It is not lost on this writer that Oklahoma is one of the most anti-leftist areas in the country, and a good argument can be made possibly the world over. This makes it all the more interesting the Blessed Father Stanley Rother was killed in response to a rabidly anti-leftist government. He undoubtedly had sympathies for the views of the rebels, as he saw the destitution of the areas he oversaw first hand where the elites of Guatemala almost totally ignored them. That said, to any who would question whether he was actually orthodox in his practice and not succumbed in heretical teaching should look to the parish he presided over now, 36 years later. Sixteen years ago, Oklahoma’s role in the Mission in Santiago Atitlan closed, as the local diocese there had finally enough manpower to run it alone. More importantly, in fulfillment of what Tertullian said that from the blood of martyrs blossoms the souls of new Christians, his parish in Santiago

Atitalan, a parish that was over 400 years old when he arrived and had NEVER had a spiritual vocation arise from it in that time, has had nine priests go through seminary since he passed, with eight more in training now. If that is not testament to his true faith, I don’t know what is.

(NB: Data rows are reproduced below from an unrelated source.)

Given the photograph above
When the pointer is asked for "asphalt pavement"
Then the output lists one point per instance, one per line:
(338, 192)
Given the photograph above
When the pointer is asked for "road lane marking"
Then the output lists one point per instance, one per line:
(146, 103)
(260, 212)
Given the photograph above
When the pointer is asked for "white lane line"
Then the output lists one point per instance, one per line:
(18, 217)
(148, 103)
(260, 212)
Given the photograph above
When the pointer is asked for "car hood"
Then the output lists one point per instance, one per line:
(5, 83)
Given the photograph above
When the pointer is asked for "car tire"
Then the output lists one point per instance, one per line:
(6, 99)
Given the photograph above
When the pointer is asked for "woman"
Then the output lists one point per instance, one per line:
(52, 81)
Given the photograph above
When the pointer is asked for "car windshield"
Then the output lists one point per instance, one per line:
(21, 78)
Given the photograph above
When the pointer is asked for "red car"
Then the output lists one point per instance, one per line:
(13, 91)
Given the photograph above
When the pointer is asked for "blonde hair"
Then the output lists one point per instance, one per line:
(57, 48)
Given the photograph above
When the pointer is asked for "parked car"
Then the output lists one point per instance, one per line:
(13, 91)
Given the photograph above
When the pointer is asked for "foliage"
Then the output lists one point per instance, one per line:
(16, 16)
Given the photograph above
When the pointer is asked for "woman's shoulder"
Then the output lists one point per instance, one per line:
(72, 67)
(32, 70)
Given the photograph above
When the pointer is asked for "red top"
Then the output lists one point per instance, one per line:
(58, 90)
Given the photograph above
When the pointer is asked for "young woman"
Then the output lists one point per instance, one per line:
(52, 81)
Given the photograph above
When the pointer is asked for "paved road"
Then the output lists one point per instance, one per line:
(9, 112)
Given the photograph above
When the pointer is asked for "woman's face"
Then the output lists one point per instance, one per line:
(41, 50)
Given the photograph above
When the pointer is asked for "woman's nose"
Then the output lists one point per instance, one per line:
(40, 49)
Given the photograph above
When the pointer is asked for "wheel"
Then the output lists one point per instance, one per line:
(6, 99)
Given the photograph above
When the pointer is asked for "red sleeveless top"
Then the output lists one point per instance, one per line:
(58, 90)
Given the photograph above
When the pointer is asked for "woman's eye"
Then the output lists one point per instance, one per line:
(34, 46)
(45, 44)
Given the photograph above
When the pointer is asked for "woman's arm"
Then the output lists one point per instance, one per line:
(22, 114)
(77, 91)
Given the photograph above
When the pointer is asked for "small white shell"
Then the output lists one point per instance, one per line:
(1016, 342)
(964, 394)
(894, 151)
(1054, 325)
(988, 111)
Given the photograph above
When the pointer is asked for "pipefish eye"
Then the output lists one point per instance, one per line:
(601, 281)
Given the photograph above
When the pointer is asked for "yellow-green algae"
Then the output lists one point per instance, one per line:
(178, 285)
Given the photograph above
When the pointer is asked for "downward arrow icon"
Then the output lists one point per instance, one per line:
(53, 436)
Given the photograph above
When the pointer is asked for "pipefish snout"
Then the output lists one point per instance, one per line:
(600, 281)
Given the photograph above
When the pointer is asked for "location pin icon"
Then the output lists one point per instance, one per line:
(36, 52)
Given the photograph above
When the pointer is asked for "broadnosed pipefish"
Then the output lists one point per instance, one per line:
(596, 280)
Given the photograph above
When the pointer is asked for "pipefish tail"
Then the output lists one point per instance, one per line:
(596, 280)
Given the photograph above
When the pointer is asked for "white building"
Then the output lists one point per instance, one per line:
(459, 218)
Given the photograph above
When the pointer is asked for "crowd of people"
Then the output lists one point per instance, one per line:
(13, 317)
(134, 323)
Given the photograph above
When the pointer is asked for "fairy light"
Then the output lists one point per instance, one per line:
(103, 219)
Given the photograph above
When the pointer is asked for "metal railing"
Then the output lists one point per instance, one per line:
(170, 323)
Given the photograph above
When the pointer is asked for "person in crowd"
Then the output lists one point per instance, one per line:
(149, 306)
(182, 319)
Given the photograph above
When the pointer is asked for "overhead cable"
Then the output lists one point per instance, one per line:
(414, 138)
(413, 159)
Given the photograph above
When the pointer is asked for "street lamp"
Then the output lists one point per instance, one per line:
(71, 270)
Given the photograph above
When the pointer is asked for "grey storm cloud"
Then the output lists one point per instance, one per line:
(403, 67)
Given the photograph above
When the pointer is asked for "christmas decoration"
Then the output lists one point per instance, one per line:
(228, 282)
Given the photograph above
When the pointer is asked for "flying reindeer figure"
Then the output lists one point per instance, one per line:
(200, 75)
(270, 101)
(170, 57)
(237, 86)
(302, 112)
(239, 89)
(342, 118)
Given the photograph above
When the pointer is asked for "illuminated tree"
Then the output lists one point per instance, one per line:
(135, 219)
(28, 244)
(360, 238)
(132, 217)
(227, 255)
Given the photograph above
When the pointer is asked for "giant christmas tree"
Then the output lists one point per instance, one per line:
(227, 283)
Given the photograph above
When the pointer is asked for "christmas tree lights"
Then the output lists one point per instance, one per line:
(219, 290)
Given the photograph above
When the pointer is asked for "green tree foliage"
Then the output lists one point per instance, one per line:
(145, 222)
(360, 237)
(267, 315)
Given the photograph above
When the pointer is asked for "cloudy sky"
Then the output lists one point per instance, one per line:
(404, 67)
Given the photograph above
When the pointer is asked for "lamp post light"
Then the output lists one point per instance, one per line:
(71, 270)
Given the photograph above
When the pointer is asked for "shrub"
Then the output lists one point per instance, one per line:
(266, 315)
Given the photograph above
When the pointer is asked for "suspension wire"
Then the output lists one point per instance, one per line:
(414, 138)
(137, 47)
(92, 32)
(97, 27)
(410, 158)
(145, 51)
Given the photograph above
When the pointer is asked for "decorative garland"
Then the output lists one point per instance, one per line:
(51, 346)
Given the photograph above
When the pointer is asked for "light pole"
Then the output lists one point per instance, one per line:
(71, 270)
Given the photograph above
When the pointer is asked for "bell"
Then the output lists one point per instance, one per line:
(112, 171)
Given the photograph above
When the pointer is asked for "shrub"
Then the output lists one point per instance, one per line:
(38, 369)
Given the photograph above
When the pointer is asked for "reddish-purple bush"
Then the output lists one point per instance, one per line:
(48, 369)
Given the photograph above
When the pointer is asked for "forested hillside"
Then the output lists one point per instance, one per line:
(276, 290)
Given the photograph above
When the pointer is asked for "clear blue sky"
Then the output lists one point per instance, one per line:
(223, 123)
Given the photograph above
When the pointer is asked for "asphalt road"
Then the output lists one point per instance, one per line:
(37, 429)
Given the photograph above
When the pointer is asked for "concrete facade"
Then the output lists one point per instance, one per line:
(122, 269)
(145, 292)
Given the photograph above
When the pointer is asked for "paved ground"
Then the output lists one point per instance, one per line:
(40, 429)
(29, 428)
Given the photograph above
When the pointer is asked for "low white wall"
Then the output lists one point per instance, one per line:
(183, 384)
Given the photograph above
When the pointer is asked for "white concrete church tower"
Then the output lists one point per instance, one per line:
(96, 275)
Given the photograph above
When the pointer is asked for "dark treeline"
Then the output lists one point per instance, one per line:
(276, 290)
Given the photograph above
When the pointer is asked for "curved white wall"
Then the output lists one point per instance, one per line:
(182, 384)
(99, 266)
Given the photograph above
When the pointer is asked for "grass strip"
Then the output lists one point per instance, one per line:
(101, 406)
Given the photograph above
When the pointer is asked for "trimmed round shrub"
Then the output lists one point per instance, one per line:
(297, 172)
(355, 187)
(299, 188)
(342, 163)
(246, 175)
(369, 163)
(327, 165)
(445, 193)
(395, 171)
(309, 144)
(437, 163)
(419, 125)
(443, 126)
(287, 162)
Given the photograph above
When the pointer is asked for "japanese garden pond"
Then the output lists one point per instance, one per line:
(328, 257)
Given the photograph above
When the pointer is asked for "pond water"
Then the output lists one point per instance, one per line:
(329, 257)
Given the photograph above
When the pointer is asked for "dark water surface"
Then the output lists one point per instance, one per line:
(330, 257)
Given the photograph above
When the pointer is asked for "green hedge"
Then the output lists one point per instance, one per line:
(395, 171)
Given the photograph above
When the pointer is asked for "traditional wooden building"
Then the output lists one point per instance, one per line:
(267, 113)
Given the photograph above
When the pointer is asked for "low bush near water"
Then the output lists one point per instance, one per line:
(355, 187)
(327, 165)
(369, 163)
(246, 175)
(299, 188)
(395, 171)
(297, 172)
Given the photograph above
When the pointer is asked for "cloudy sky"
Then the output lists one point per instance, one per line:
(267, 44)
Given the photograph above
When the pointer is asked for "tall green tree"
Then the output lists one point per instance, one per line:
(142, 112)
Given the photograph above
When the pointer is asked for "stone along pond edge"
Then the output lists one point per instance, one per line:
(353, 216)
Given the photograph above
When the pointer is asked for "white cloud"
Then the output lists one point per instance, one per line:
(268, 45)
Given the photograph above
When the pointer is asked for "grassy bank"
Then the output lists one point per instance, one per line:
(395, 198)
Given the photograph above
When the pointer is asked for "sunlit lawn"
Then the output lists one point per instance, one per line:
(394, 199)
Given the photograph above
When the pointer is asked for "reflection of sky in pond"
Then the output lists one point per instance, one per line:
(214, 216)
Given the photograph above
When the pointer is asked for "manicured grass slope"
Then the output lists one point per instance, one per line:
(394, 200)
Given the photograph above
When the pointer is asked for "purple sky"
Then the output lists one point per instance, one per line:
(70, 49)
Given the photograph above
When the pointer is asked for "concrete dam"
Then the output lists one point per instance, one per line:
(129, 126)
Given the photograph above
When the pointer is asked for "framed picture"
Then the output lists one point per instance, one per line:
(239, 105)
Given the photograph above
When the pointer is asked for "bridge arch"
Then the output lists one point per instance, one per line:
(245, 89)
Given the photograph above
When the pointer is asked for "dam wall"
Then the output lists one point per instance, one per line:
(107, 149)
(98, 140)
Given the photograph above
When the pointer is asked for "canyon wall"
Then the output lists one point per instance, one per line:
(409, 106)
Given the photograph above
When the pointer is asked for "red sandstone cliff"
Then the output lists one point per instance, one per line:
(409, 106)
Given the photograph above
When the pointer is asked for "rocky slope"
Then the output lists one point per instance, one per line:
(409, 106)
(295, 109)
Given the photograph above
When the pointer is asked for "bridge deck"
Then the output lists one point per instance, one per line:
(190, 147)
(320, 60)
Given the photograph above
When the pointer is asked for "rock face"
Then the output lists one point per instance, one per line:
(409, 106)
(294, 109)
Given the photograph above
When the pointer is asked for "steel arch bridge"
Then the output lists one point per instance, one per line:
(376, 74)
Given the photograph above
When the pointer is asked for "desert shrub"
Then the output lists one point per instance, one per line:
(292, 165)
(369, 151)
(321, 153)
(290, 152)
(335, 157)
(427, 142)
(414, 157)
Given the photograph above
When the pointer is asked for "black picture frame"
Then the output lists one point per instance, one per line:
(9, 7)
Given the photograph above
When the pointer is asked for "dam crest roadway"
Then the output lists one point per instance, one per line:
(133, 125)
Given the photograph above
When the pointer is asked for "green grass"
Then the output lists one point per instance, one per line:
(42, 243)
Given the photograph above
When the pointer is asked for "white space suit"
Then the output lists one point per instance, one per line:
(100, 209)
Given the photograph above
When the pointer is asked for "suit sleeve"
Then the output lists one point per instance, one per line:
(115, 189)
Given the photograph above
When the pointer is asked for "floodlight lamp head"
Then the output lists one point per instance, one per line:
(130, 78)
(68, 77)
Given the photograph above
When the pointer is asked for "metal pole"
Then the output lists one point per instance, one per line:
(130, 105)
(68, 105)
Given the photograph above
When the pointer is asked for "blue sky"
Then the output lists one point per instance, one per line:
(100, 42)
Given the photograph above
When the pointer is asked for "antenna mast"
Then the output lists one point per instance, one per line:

As a young Oklahoman in the present day, many from my hometown of Claremore, and numerous cities and towns across the country, feel that they have no ability to effect meaningful change in their own lives, much less those of others, in either a spiritual realm or more secular one. I would say to them, and to myself, that Father Rother is a perfect example of how wrong that thinking really is.

He came from a totally normal background like millions of others of his time, but he chose a path to make a difference to tens of thousands in an area of the world ignored by virtually everyone who materially “mattered”, and made a thriving community out of virtually nothing.

It is not a conventional path by any means, but his story can be viewed as a fulfillment of the American Dream, but in a much more spiritual sense. Eastern Orthodoxy also has a similar story in Seraphim Rose, who though had different path in getting there, came from conventional beginnings in modern day America to make a big difference in the modern day for many multiple thousands. I would tell Americans of my generation, the Millennials, even from non-Catholic or -Orthodox backgrounds, to not give up hope that they can make a difference. You can discern a path for success, either in this world, or in the next.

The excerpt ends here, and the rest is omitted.